Few countries know how to party the way Brazil does.  As a result, back in 2007 when FIFA announced that Brazil would be hosting the 2014 World Cup, football fans and partygoers were ecstatic.  The world cup is meant to be in Brazil, and no other country in the world appreciates the beautiful game more than Brazil (sorry England).  However, with a little over a year to go before the World Cup, there is still much work that needs to be done in the land supposedly known for order and progress.

Image courtesy of kathsmee, © 2007, some rights reserved.
Image courtesy of kathsmee, © 2007, some rights reserved.

Throughout the planning for this upcoming World Cup, there have been various “unforeseen” costs as well as delays in construction and renovations of stadiums and infrastructure throughout Brazil.  A notable example of the disorder there has been in planning this World Cup is the renovations on the Maracana.  According to Bloomberg[1], the aforementioned football stadium was officially reopened on April 27th 2013.  The total cost of this overdue, 3-year renovation was close to $500 million.  Originally, this stadium was meant to be ready for use by this past December.  When it became evident this would not be possible, the new deadline was April 15th 2013, which also did not work out.

Despite various failings such as the lack of timeliness in renovating the Maracana stadium, there are some good stories that have come out of Brazil’s world cup planning.  One example has to do with raincoats.  Yes, raincoats.  Why, you ask?  Well, according to Radio New Zealand News[2], police in Brazil were going to order 17,000 raincoats.  However, once they realized that the World Cup would be during what is known as the dry season, they then cancelled the order.  Had the police gone ahead with the order, it would have cost millions- $3 million to be exact.  Yet, every time a story comes out of having reduced spending just in the nick of time, there are many more stories where the money has already been spent.

The way this World Cup is being handled by Brazil is very much a reflection of the country’s recent economic history.  From 2008 to 2011, Brazil’s annual GDP growth has been very different in each and every year.  In 2008, the economy grew 5.2%, in 2009 in contracted by 0.3%, then in 2010 growth shot up by 7.5% and finally in 2011 growth slowed to 2.7%.  As the numbers clearly show, Brazil is no China.  Economic growth in Brazil is shaky and inconsistent.  However, unlike in China, the people of Brazil enjoy the freedoms that come with living in a democratic country.  Granted, democracy in Brazil is far from perfect.  However, at a minimum, a government committed to increasing freedom is better than a government which buys liberty for temporary and unsustainable economic growth.

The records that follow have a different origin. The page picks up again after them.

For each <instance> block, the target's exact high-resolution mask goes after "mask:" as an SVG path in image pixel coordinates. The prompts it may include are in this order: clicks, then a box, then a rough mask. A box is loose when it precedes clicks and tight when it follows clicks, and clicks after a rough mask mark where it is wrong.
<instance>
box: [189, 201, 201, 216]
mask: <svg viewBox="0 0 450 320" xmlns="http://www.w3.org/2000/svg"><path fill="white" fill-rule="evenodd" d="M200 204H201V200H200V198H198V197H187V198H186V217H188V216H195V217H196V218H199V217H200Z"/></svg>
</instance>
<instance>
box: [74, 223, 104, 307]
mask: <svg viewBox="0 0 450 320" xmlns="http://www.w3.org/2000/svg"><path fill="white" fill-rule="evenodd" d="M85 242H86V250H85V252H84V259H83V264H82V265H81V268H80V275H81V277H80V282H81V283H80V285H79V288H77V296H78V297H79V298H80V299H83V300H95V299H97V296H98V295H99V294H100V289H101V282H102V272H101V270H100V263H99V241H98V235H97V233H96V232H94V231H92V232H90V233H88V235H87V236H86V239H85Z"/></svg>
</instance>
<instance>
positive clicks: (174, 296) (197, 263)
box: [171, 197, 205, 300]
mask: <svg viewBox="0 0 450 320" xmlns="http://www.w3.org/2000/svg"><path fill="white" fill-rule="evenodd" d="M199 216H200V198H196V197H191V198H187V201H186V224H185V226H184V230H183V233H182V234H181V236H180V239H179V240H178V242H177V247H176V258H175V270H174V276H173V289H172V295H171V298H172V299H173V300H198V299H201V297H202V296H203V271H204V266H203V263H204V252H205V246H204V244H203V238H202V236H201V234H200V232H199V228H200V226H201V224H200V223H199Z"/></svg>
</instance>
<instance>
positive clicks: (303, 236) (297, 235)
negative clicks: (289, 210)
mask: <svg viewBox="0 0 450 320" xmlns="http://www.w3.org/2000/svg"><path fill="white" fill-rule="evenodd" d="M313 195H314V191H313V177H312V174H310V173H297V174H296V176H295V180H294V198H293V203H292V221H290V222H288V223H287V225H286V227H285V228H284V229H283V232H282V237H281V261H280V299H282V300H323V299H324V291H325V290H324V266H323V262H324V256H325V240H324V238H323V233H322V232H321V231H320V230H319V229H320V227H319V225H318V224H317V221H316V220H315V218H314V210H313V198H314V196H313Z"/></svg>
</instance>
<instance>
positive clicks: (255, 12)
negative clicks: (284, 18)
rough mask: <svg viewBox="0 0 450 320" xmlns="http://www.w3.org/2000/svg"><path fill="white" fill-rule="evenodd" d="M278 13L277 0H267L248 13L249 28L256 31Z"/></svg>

Back in 2008, the world was wondering if China would be able to successfully host the Summer Olympics.  Ultimately the Games in Beijing proved to be very successful.  However, a high cost was paid for the success of the Beijing Games: many people lost their homes.  To make room for infrastructure and construction in the lead-up to the 2008 Beijing Games, the Chinese government forcibly removed people from their homes.  These people were displaced and helpless as they watched their own government destroy what was theirs.  Such displacement of people is completely unacceptable and a major human rights violation.  The Sarkozy government back in 2008 considered having the French team boycott the Games due to violence in Tibet.  While ultimately, the French team did participate in the Games, German Chancellor Angela Merkel did not attend the Opening Ceremony.

It is no secret that Brazil has a problem handling the rapid rise in urbanization across its country.  As more and more people move into cities, they do so by living in the infamous shantytowns known as favelas.  These communities are constantly afflicted by poverty, violence, and drug addiction.  Hopefully the Brazilian government will not do to the impoverished people of the favelas what the Chinese did to their urban poor for the sake of a sporting event.

The Brazilian government should look at the World Cup in 2014 and then the Olympics in 2016 as an opportunity.  The opportunity is that Brazil can work on eradicating poverty, not hiding it.  In this final year before the World Cup in 2014, all eyes are on Brazil.  Dilma Rousseff and other important leaders in both politics and business in Brazil should do everything they can to reduce poverty as quickly as possible.  They should then continue to do so in the years between the World Cup and the Olympic Games. In doing so, Brazil will be deemed a leader among emerging markets by continuing to diligently apply Lula da Silva’s model of compassionate capitalism.  Hopefully this upcoming world cup will announce to the world not just the arrival of Brazil as an economic force to be reckoned with, but it will also reignite faith in the virtues of capitalism and democracy.